For babies, this is harder to do because for a given age they have different metabolic and activity levels. Further, a baby’s nutritional needs will vary with growth spurts, teething, and illness which can affect a baby’s appetite. This is why the amount of baby food he/she eats on a weekly basis varies significantly once he/she starts solids. Our job as parents is to ensure WHAT we give them is high on nutrition to allow them to grow and develop. Click on this for ideas for weaning.
Most pediatricians will maintain a growth chart for each child. They also and often share diet plans with a list of nutritious food for children. Your baby’s head, length, and weight are measured and tracked on the chart which has curved lines. These curved, centile lines allow pediatricians to measure the growth of your baby in comparison to children of the same age who have shown optimum growth.
Most babies won’t follow these lines exactly, and a baby’s weight will likely fluctuate between two centile lines. If your baby gets ill it is very normal to drop a centile or two but most babies will return to their normal centile within a few weeks.

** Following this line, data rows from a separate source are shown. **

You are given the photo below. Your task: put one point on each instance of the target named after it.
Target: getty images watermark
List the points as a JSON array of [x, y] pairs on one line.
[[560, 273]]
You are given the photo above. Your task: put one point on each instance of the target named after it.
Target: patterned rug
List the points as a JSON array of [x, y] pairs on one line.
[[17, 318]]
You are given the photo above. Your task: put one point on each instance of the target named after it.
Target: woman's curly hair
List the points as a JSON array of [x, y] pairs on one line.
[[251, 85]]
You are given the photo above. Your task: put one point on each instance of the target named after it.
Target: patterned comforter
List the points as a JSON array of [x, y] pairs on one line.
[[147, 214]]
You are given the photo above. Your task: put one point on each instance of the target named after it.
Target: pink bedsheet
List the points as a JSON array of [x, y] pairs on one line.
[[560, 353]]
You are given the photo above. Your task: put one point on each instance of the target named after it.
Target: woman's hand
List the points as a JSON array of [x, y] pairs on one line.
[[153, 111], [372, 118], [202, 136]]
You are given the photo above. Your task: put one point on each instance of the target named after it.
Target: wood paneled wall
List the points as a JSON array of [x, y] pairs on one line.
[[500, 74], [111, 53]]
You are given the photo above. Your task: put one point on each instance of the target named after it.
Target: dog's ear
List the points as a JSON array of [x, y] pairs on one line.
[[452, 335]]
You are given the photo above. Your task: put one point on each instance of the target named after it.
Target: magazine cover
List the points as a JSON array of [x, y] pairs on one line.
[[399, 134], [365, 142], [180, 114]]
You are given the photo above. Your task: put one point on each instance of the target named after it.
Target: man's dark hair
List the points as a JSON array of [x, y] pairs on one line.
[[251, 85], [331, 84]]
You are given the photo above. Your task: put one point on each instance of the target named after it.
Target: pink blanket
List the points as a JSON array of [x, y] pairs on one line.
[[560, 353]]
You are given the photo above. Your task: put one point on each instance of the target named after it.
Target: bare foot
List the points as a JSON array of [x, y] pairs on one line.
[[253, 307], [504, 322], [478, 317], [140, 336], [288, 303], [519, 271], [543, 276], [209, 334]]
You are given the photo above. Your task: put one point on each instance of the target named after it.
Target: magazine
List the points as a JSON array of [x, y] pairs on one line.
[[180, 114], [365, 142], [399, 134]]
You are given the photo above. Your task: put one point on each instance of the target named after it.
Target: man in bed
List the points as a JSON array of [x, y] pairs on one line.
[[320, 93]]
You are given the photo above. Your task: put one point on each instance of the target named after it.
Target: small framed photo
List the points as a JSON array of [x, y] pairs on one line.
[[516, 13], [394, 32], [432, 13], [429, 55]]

From the ages of 6 months to 9 months, the following nutritious food for children and babies can be added on, one at a time, so that the baby gets gradually accustomed to varied tastes.
Banana or pureed apple, or any other fruit without the peel and seeds is a good pick.
Pureed vegetables can be introduced by adding them to the cereal-pulse blend.
3. Cereals and tubers
Rice and its variants like ragi, puffed rice powders, rice flakes, amaranth, semolina, and broken wheat Dalia.
All varieties of pulses can be introduced, except those of the whole and split variety.
You might also be particularly concerned about introducing potentially allergenic foods in the baby’s diet where there is a family history of allergies.
Please note: Remember that whenever you start the process of weaning – breastmilk is still the most important source of nutrition for your baby. Most foods, in the beginning, are about introducing new tastes and textures so the portion size is not really important. A month or so into your weaning journey, babies should ideally be having 3 solid/semi-solid meals a day. And for those who really really want to know how much I made for each meal – I would say I made meals like 50-60 grams a sweet potato or 80-100 grams of apple puree or 3-4 tablespoons of Sprouted Ragi (internal link) cooked into a porridge with water. I would add a bit of breast milk once it cooled to room temperature. We had days where she ate it all and those where she ate 3 spoons and then spit spit spit!
Welcome to your child’s food adventure!
The views and opinions expressed are those of the author.